So basically my friend’s plugin went into the internet aggregation sausage making machine and links came out the other end. (See what I did there.)

And they all wrote roughly the same story. A couple reporters made an effort to interview him, Slate threw in a little think-piecing, but tonally and content-wise most were largely interchangeable.

I don’t begrudge Eric for his moment of fame at all. It was nicely earned. It was fun to watch. And I enjoyed repeatedly texting and Slacking him links to all the internet orgs breathlessly writing about his plugin, something that he seemed to find simultaneously exciting but slightly mortifying.

But seeing it in action is a reminder of how much of journalism exists to simply feed the machine. It’s like the plant in Little Shop of Horrors. The more you feed it, the more success you get, and the more it has to be fed.

I did notice a certain irony in the whole situation, too. And it’s actual irony, not Morriestian irony. My friend wrote his plugin as reductio ad absurdum to play on the media’s ongoing fixation with millennials.

Only because of the media’s fixation3 with millennials did his plugin mocking it become a thing.

And isn’t it ironic, don’t you think? A little too ironic. You know, I really do think …

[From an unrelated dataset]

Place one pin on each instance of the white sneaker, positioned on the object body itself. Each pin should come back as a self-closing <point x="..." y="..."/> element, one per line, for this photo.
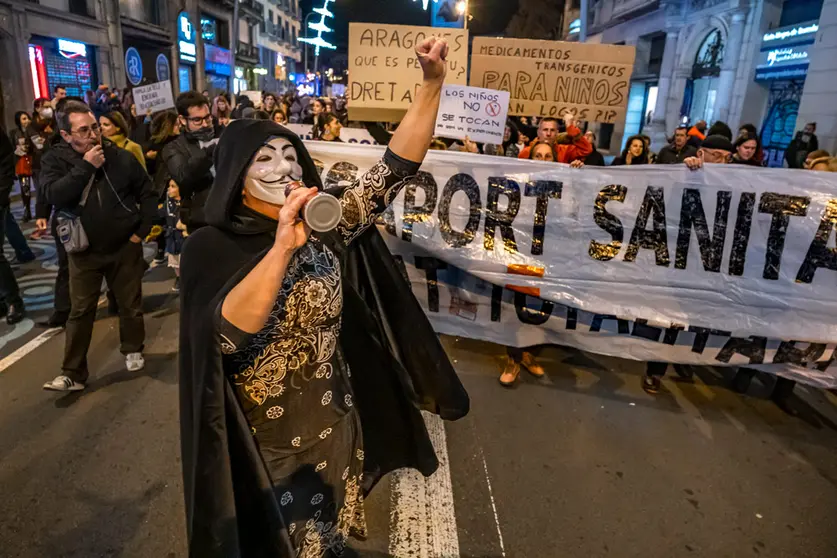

  1. According to The Law of Curated Humor any example cited by a news organization as “funny” won’t be. An SNL recap is a prime example of this rule in action. That means that the excerpts and screenshot examples featured in articles about Millennials to Snake People aren’t nearly as funny as installing the plugin and using it. It’s the surprise that makes it work.
  2. This short time on site means, of course, that they aren’t actually looking at the ads. Technology has also disrupted advertising by being able to measure its effectiveness, or lack thereof, which are why rates are so low.
  3. Running the Millenials to Snake People extension while reading story about the Millennials to Snake People extension results in wonderful tautological passages such as:

    The extension also changes “snake person generation” to “snake person generation” and turns “Serpent Society” into “Serpent Society.” And, the best part, “parseltongues” becomes “Parseltongues” (a fictional Harry Potter language).